Las urgencias y el sentido de la inmediatez de la vida contemporánea, que llegan a hacer insoportable, para buena parte de la población, el ritmo lento y denso de las viejas novelas decimonónicas, de las óperas y representaciones teatrales de varias horas de duración, o simplemente de películas como las de Visconti, Bergman o Tarkovski, gustosos de recrearse en la delectación de la estética, han permitido que aforismos, epigramas, adagios, apotegmas, máximas y sentencias gocen actualmente de un gran predicamento literario. Por no hablar de la invasión de haikus en la actual poesía española o de la proliferación febril de los microrrelatos. A todo eso hay que sumarle, además, la moda de Twitter, esos mensajes cortos y directos que circulan cada día por miles de millones de ordenadores y teléfonos móviles de todo el mundo y que obligan a sus adeptos a ceñir su pensamiento y su expresión a los 140 caracteres, ni uno más, que permite el sistema.

Ya en tiempos de Meleagro de Gádara, que vivió entre los siglos II y I a.C., cuando la vida en las polis griegas gozaba aún de toda su agitación y apogeo, los epigramas fueron muy del gusto de los ciudadanos, como lo demuestra la cantidad de textos sepulcrales o votivos que se recogen en la ‘Antología palatina’: «La isla de Tiro me crió, fue mi tierra materna / el Ática de Asiria, Gádara, y nací de Éucrates / yo, Meleagro, a quien dieron antaño las Musas / el poder cultivar las Gracias menipeas. / Sirio soy. ¿Qué te asombra, extranjero, si el mundo es la patria / en que todos vivimos, paridos por el Caos?», escribe Meleagro.
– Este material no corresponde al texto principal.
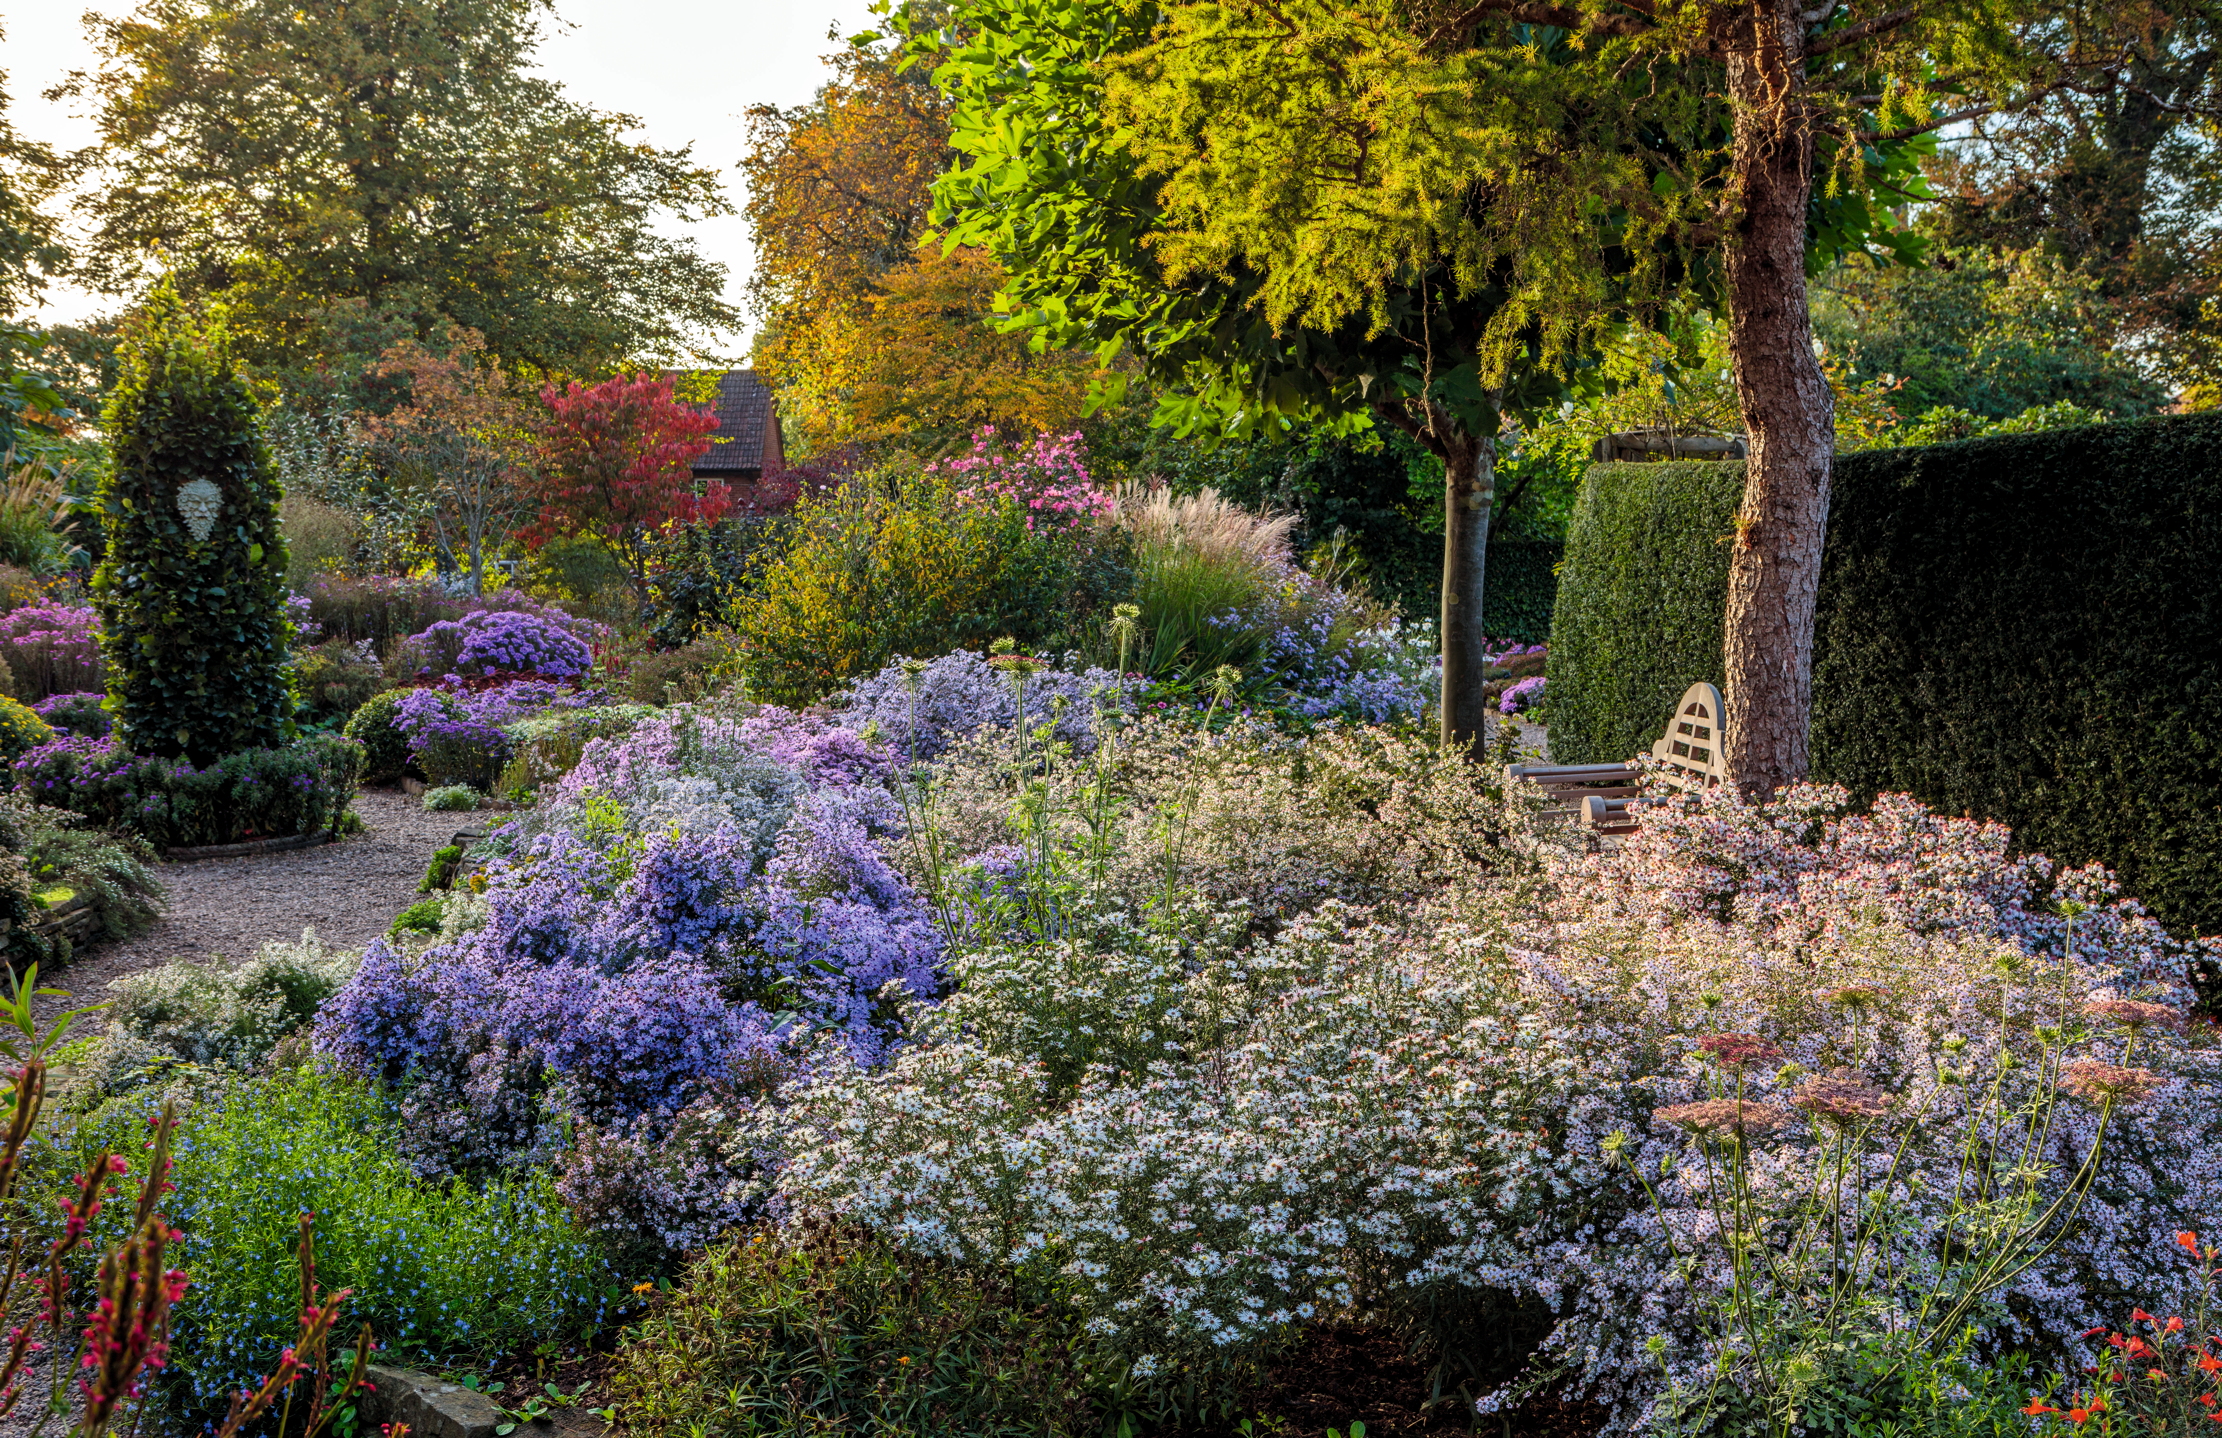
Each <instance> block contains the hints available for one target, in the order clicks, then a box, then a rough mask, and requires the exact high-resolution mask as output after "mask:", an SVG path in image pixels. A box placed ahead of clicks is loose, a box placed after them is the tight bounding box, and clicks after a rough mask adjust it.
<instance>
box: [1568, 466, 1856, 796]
mask: <svg viewBox="0 0 2222 1438" xmlns="http://www.w3.org/2000/svg"><path fill="white" fill-rule="evenodd" d="M1846 462H1849V460H1842V462H1840V465H1838V476H1842V471H1844V465H1846ZM1742 493H1744V467H1742V465H1691V462H1669V465H1598V467H1593V469H1591V471H1589V478H1587V480H1584V482H1582V493H1580V496H1578V498H1575V502H1573V518H1571V522H1569V527H1567V560H1564V567H1562V569H1560V576H1558V607H1555V611H1553V616H1551V758H1555V760H1558V762H1562V765H1589V762H1598V765H1602V762H1611V760H1624V758H1629V756H1631V753H1638V751H1640V749H1649V747H1651V740H1655V738H1658V736H1660V731H1662V729H1664V727H1666V716H1669V713H1673V702H1675V698H1680V696H1682V691H1684V689H1689V687H1691V685H1695V682H1698V680H1709V682H1715V685H1718V682H1720V680H1722V616H1724V611H1726V602H1729V600H1726V596H1729V536H1733V533H1735V507H1738V502H1740V500H1742Z"/></svg>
De los griegos pasaron a los romanos, con Catulo y Marcial a la cabeza de una larga lista de escritores de literatura breve. Y de los romanos a todas las etapas de nuestra literatura, con nombres significativamente vinculados al género como los de Baltasar Gracián, Iriarte o Ramón Gómez de la Serna, cuyas greguerías cumplen a la perfección con la fórmula más clásica del género: «brevitas et argutia», es decir: brevedad e ingenio a partes iguales.

Cada epigrama, si hablamos de este género poético; cada aforismo, si buscamos la prosa de las sentencias breves y doctrinales; cada adagio, máxima o proverbio… deben ser un aldabonazo en nuestros pensamientos y sentimientos. Cada uno, además, debe tener esa milagrosa capacidad de representar, en lo sintético, las luces y las sombras del tiempo en el que se gestó. Cada cual debe ser un universo, una pequeña obra de arte en sí misma. Como ese inmortal, estremecedor, epitafio del gran Marcial para la tumba de la niña Eroción: «A ti, padre Frontón, y a ti, madre Flacila, os recomiendo esta niña, la delicia de mis labios y de mi corazón. Que la pequeña Eroción no tiemble de miedo ante las tinieblas infernales y las fauces horribles del perro del Tártaro. Hubiera cumplido enseguida los fríos de seis inviernos, si no hubiera ella vivido otros tantos días de menos. Que juegue ella saltarina entre patronos de tantos años y que con su boquita balbuciente charlotee mi nombre. Que un césped suave cubra sus huesos y que tú, tierra, no seas pesada para ella: ella no lo ha sido para ti». ¿Se puede decir más con menos?